Interphalangeal Joint Dislocation of the Fingers and Toes Clinical Presentation

Updated: Dec 04, 2019
  • Author: Grace M Young, MD; Chief Editor: Trevor John Mills, MD, MPH  more...
  • Print


History usually reveals a traumatic athletic injury or entrapment of the finger between objects. Typically, the finger was jammed or bent backward during a basketball, football, or other sports activity.

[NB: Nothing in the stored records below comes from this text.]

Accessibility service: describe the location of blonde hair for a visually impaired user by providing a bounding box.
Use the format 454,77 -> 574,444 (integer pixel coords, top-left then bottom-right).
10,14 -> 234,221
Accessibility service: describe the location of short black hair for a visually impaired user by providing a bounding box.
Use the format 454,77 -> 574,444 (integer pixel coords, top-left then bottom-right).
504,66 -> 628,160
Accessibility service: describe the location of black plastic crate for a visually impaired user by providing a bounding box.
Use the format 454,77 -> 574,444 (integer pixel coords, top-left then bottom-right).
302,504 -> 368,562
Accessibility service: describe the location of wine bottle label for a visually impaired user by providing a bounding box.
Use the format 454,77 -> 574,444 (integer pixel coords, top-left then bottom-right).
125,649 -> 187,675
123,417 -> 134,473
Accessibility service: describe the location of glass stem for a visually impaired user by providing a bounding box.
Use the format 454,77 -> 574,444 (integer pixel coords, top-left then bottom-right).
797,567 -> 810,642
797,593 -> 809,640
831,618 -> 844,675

The patient often experiences diffuse pain, swelling, and tingling.

Determine the following aspects of the patient's history:

  • Which is the dominant hand of the patient and which hand is injured?

  • What is the patient's occupation?

  • Where did injury occur (eg, job, assault)?

  • How much time has passed since the initial injury?



An accurate and detailed examination often requires digital block anesthesia. The clinician should test and document each of the following [11, 12] :

  • Gross deformity, diffuse edema, ecchymosis, and tenderness of the involved digit

  • Possible anesthesia or paresthesia in the distal aspect of the involved digit

  • Range of motion, function, and stability of involved joint

  • Detailed neurovascular examination of the entire involved hand

Restriction in active flexion and extension, especially against resistance, suggests tendinous or ligamentous rupture or intra-articular osteochondral fragment.

Test the integrity of the volar plate by passive hyperextension.

Test the collateral ligaments by exerting radial and ulnar stress.

Skin laceration after a blunt hyperextension injury suggests volar plate rupture.